The result of the lack of careful planning by the BLM is that the special resources of ACECs are often neglected. Oil and gas development within ACECs is rampant in areas with high concentrations of these natural resources. Livestock grazing is ubiquitous within ACECs and is devastating riparian habitat and threatening the survival of protected species. Monitoring of the conditions within ACECs is, for the most part, poorly done if it is done at all, and encroaching development on privately held inholdings is fragmenting otherwise viable habitat. As a result of these factors, water quality in many ACECs is severely compromised.

"ACECs represent only 6% of the BLM's landscape in the four corners, yet political pressure from Washington and special interests closer to home prevent the agency from adequately protecting even this minute portion of its charge," said Oliva.

The report suggests that the BLM suffers from a lack of will to implement conservation actions that disrupt the activities of politically powerful and/or historic constituencies. "The BLM is often unwilling to designate ACECs where the most serious threats to resource values occur, and consequently where controversy over ACEC designations is going to be the greatest," said Oliva. Where ACECs do exist in these conditions, a failure to implement and enforce necessary management plans has almost universally compromised the effectiveness of the ACEC designation.

Despite the programs shortcomings, each state has at least one shining example of an ACEC that has succeeded in protecting valuable natural resources. "Some of these areas, like the Dark Canyon ACEC in Utah and the Overflow Wetlands ACEC in New Mexico have site-specific management plans and the sensitive resources in need of protection are thriving. These areas are examples of what the agency could be doing better in many other ACECs," said Oliva.

"The purpose of this report is to bring public attention to the ACEC program and the lack of support that the program receives within the agency," said Oliva.

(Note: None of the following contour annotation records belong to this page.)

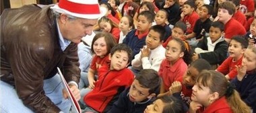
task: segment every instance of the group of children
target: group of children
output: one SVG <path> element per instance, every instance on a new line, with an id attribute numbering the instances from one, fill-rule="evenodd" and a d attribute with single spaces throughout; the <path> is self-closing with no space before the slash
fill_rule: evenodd
<path id="1" fill-rule="evenodd" d="M 256 112 L 256 18 L 246 34 L 232 17 L 236 1 L 220 3 L 215 21 L 214 8 L 197 2 L 152 10 L 143 1 L 119 25 L 100 19 L 79 84 L 84 112 Z"/>

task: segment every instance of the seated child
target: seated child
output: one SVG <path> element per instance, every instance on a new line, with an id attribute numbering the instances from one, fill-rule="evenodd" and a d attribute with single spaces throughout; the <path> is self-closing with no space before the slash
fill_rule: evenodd
<path id="1" fill-rule="evenodd" d="M 172 34 L 172 29 L 166 25 L 168 13 L 164 9 L 159 10 L 155 16 L 155 21 L 156 25 L 162 25 L 165 29 L 165 35 L 164 35 L 164 42 L 166 41 L 168 37 Z"/>
<path id="2" fill-rule="evenodd" d="M 131 55 L 132 51 L 125 44 L 118 44 L 111 49 L 110 66 L 98 69 L 98 80 L 94 88 L 84 98 L 87 106 L 85 112 L 107 112 L 119 94 L 131 86 L 134 76 L 127 66 Z"/>
<path id="3" fill-rule="evenodd" d="M 189 112 L 251 112 L 234 88 L 220 72 L 203 71 L 192 88 Z"/>
<path id="4" fill-rule="evenodd" d="M 242 64 L 243 54 L 248 47 L 248 41 L 243 36 L 234 36 L 228 45 L 229 57 L 217 68 L 216 71 L 225 75 L 227 80 L 232 80 L 237 75 L 236 66 Z"/>
<path id="5" fill-rule="evenodd" d="M 183 76 L 190 64 L 191 55 L 189 45 L 181 39 L 174 38 L 169 41 L 165 51 L 166 59 L 160 66 L 158 74 L 162 82 L 160 93 L 168 92 L 173 82 Z"/>
<path id="6" fill-rule="evenodd" d="M 185 33 L 187 30 L 186 25 L 182 21 L 178 21 L 175 23 L 172 29 L 172 35 L 168 37 L 167 40 L 162 45 L 164 47 L 167 46 L 168 43 L 172 39 L 172 38 L 179 38 L 184 39 Z"/>
<path id="7" fill-rule="evenodd" d="M 143 112 L 148 105 L 153 103 L 159 93 L 161 79 L 152 69 L 139 72 L 130 88 L 123 91 L 108 113 Z"/>
<path id="8" fill-rule="evenodd" d="M 148 106 L 144 113 L 184 113 L 182 101 L 174 96 L 158 98 L 152 104 Z"/>
<path id="9" fill-rule="evenodd" d="M 220 21 L 212 23 L 210 28 L 210 37 L 205 37 L 197 43 L 193 60 L 203 58 L 216 69 L 227 58 L 228 43 L 223 37 L 224 25 Z"/>
<path id="10" fill-rule="evenodd" d="M 165 48 L 162 46 L 164 28 L 161 25 L 154 25 L 150 28 L 146 38 L 146 45 L 131 61 L 131 70 L 139 72 L 142 69 L 153 69 L 158 72 L 162 60 L 165 58 Z"/>
<path id="11" fill-rule="evenodd" d="M 238 66 L 238 74 L 231 81 L 235 85 L 242 100 L 256 112 L 256 47 L 249 46 L 245 50 L 242 66 Z"/>
<path id="12" fill-rule="evenodd" d="M 137 29 L 133 29 L 126 35 L 123 43 L 127 44 L 133 50 L 133 58 L 139 53 L 140 49 L 145 45 L 146 37 L 154 21 L 154 14 L 145 11 L 139 14 Z"/>

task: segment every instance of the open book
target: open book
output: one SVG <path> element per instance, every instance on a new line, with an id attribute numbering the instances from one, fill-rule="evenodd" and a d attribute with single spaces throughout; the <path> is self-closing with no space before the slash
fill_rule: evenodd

WildEarth Guardians hopes the report will bring attention to the problems of this under-funded program and, by doing so, influence the BLM to become more responsible land managers with these irreplaceable treasures. "The agency needs to be reminded that these lands belong to the public, and that the majority of the public places a high value on the protection of the environment," said Oliva.

The ACEC program was conceived in the 1976 landmark Federal Lands Policy and Management Act (FLPMA), which established the first conservation mandate for the BLM. The ACEC mandate directs the BLM to protect important riparian corridors, threatened and endangered species habitat, cultural and archeological resources and unique scenic landscapes throughout the southwest that the agency believes need special management attention.